Upset surgeon sitting alone after she failed an operation

Infirmier en Ehpad pendant 18 ans et Formateur depuis 2 ans (bientraitance et autre) je sillonne les routes de France, et visite de nombreux Ehpad.

J’entends et je rencontre des soignants motivés, faisant le maximum pour accompagner nos aînés. Cependant depuis plusieurs mois, un bruit sourd se fait entendre, des attitudes, des propos de lassitude s’expriment maintenant sans retenue.

Le nombre de soignants en réelle souffrance est de plus en plus important, ils tentent de faire au mieux, avec les outils dont ils disposent mais les obligations, les contraintes s’accumulent sans cesse : moins de 6 minutes pour une toilette ! Un budget d’environ 10 € pour réaliser les 3 repas pour les résidents, l’absence de personnel qualifié.

Des restrictions de personnel, des absences (maladies, congés .. ) non remplacées : « reposez-vous bien durant vos 15 jours de vacances car à votre retour vous devrez remplacer vos collègues et vous n’aurez pas de remplaçante ». Restrictions de papier toilette et essuies-mains !

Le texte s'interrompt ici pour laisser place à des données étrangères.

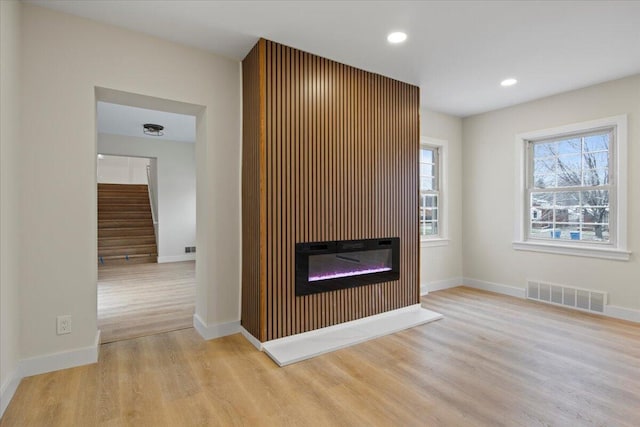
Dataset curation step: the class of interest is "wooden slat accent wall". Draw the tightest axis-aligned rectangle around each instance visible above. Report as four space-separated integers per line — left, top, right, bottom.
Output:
242 41 420 341
241 43 264 337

Dans plusieurs établissements, l’équipe de direction est présente et à l’écoute, mais dans de nombreux autre Ehpad, l’absence de communication est un frein supplémentaire à la qualité de la démarche, plus encore lorsqu’il n’y a plus de capitaine à la barre, que l’équipe de direction est absente, en arrêt, en attente de mutation, ou à baissé les bras…

Ces équipes sont au bord de la rupture, pour beaucoup après de nombreuses années d’exercices, la saturation est à son comble. Les glissements de tâches sont habituels et la responsabilité prise par ????

Se mettre en grève : impossible le sens du devoir, l’obligation de soins prennent le dessus sur tout, et c’est sur cela que compte certains décideurs mais qu’ils se méfient, la colère gronde. La souffrance, l’épuisement peuvent conduire à des réactions extrêmes. Que risque t il de sortir de ce « huis-clos » ? (CF. J.Polard et P. Linx « Vieillir en huis clos De la surprotection aux abus » Ed. Eres 2014)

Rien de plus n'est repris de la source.